In my view, although the Court of Appeals has not explicitly so held in a case involving a search warrant, the element of inadvertence, required when Spinelli (supra) was decided, is no longer necessary in New York to seize evidence pursuant to the plain view exception. (See, People v Diaz, supra, at 110; see also, People v Laws, 208 AD2d 317 [1st Dept 1995]; People v Shepard, 169 Misc 2d 517 [Sup Ct, NY County 1996, Uviller, J.].) In setting forth the elements of the plain view doctrine in Diaz, I note that the Court of Appeals omitted any mention of inadvertence. Moreover, in analyzing the rationale for the plain view exception and applying it to the facts in that case, the court adopted much of the Supreme Court’s reasoning in Horton (supra).

*320Defendant nevertheless argues that inadvertence is still required in New York, citing People v McCullars (174 AD2d 118 [3d Dept 1992]) and People v Farmer (198 AD2d 805 [4th Dept 1993]).

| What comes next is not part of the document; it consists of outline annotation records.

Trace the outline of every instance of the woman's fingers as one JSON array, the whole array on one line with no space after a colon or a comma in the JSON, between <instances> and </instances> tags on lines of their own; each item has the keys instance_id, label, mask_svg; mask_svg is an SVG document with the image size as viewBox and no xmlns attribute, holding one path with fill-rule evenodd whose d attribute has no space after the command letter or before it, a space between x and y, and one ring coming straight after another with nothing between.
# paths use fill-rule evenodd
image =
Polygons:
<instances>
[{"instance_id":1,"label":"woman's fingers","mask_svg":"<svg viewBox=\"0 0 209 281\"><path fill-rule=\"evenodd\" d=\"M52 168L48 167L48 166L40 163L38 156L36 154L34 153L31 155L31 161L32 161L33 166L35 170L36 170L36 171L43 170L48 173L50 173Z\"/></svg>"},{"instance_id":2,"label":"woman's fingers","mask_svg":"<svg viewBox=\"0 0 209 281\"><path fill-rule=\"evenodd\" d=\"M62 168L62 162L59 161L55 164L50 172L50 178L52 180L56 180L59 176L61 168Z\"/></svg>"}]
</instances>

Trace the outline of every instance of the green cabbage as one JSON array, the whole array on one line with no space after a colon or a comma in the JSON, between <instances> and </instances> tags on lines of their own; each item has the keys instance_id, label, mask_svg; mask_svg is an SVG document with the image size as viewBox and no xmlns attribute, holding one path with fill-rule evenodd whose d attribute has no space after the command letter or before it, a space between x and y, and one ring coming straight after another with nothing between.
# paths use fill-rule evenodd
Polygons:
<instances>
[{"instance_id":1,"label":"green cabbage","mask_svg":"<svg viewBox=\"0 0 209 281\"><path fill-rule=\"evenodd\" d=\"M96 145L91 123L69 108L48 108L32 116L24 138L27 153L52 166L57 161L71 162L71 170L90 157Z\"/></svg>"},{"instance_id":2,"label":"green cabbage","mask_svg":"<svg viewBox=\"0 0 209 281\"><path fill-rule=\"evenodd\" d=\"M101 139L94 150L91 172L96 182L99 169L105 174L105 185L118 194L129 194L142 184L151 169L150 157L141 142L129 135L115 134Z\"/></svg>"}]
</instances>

This court does not find these precedents persuasive as the Third Department repeatedly cites Spinelli and the Fourth Department cites the Third, and both decisions predate Diaz (supra; see also, People v McMahon, 238 AD2d 834 [3d Dept 1997]).

In Diaz (supra), the Court of Appeals refused to expand the plain view exception to include “plain touch”, that is, to permit the seizure of a concealed item incidentally felt during a lawful touching. In so holding, the Court explained that the plain view exception applies, not to the search for evidence, but rather to its seizure. If the evidence is already in the open and visible to the police from a lawful vantage point, there is no privacy interest implicated by its viewing, and, although the seizure “ ‘invade [s] the owner’s possessory interest’ ”, the intrusion on constitutional rights is no greater. (Supra, at 110, citing Horton v California, supra, at 133-134.) However, the Court decided that to allow the seizure of concealed evidence which is, by definition, not in plain view but whose nature is merely suspected from a lawful touching, would abrogate the owner’s legitimate privacy interest which is manifested by the fact of concealment.

In this court’s view, the analysis in Diaz (supra) regarding seizure of a concealed item applies equally well to the seizure of an item not enumerated in a search warrant. So long as the officer views the item from a lawful vantage point without conducting a further search, the additional intrusion on the owner’s Fourth Amendment rights occasioned by its seizure is permitted. Divining the officer’s state of mind, his knowledge of the contents of the warrant or his specific purpose is not required, for, as the Supreme Court stated in Horton (supra, at 138): “evenhanded law enforcement is best achieved by the application of objective standards of conduct, rather than standards that depend upon the subjective state of mind of the officer.”

However, should the officer, despite being lawfully on the premises, engage in a further search for an item not enumerated in the search warrant and not open to plain view, the seizure of such an item would not be permitted. In this case, Sherman’s search for blood evidence by looking behind a curtain which faces the wall is similar to the search of the defendant’s pocket in Diaz (supra), and seizure of such a con*321cealed item would not fall within the plain view exception. Such a result would also be necessitated by the third requirement of the plain view doctrine, that is, that the item’s incriminating nature be “immediately apparent”.

With regard to this third factor, defendant argues that none of the suspected blood evidence was properly seized because its true nature could not be discovered without scientific testing, and its incriminating nature was therefore not immediately apparent. Since the rule has long been that even a lay witness may attest to the nature of a stain as being blood (Greenfield v People, 85 NY 75 [1881]), this court rejects the argument that the presence of blood cannot be apparent to an expert in crime scene investigations, absent scientific testing.

Accordingly, I find that four of the five items of evidence seized by Detective Sherman from defendant’s apartment are admissible as having been lawfully seized pursuant to the plain view doctrine. However, as to one of the items, the suspected bloodstain on the inside of the curtain, I find that it was not in plain view since Sherman would have had to search behind the curtain to find it.